In today’s #apaperaday, Prof. Aartsma-Rus reads and comments on the paper titled: Very Low Residual Dystrophin Quantity Is Associated with Milder Dystrophinopathy

Bonus paper from New York on studying disease progression in Duchenne patients with no or very low dystrophin levels by De Feraudy et al in Annals Neurology doi 10.1002/ana.25951. This paper was mentioned at the PPMD USA summit by Craig MacDonald.

Duchenne patients make no or very low levels of dystrophin while Becker patients make low or normal levels of dystrophin that is internally deleted. It is now clear that most Duchenne patients make some dystrophin and that even levels of ~15% can be enough to result in Becker.

Also while Duchenne and Becker are still distinct diagnoses it is more and more clear that there is a spectrum of dystrophinopathy severity (severe Duchenne mild Duchenne severe Becker mild Becker carriers with symptoms).

While over a certain threshold more dystrophin does not lead to better function or slower progression the dystrophin levels restored in exon skipping trials are definitely in the linear range where more is better, authors here studied the disease progression of French patients with dystrophinopathy with no or very low dystrophin levels based on western blot analysis.

Out of 3880 patients in the database, 90 were selected: 42 expressing no dystrophin (<0.5%) on Western blot, 34 expressing less than 5% and 14 expressing more than 5%. I will focus on no dystrophin and 0.5-5% for the comparison (no vs low).

Patients with no dystrophin had earlier loss of ambulation, first symptoms, heart problems and earlier need for ventilatory support than patients with low dystrophin levels. Steroids delayed loss of ambulation and ataluren treatment did as well.

This fits with studies in mice and exon 44 skippable patients (expressing also low dystrophin levels). Authors discuss that these patients express dystrophin from birth so it is not the same as restoring it later in life (agreed!)

They also discuss the limitations:

  1. Dystrophin levels were based on a single biopsy. If the biopsy was taken from fibrotic or fat tissue then the levels may not have been reflective of the muscle tissue.

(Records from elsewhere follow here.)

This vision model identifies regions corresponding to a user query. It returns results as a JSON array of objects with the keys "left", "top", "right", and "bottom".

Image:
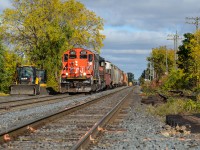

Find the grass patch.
[
  {"left": 147, "top": 98, "right": 200, "bottom": 117},
  {"left": 0, "top": 92, "right": 9, "bottom": 96}
]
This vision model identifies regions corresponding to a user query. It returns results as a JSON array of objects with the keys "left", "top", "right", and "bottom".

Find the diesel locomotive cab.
[{"left": 61, "top": 48, "right": 100, "bottom": 93}]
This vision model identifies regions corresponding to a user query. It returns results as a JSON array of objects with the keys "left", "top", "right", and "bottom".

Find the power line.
[{"left": 185, "top": 17, "right": 200, "bottom": 31}]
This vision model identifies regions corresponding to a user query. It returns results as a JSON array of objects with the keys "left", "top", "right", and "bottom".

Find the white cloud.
[{"left": 102, "top": 49, "right": 151, "bottom": 55}]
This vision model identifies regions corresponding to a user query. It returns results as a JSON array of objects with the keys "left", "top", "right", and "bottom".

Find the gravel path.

Also dystrophin levels in the heart may have been different.
  2. This was a long term retrospective study and some patients were born in 1940. With time care improved (ventilatory support and steroids), which also will have had an impact on progression.
  3. The western blot did not use a serial dilution as therefore is less sensitive than e.g. what is used in Sarepta trials. I appreciate the work and open discussion of limitations. The amount of patients in the database is impressive and it is good to see authors put it to good use.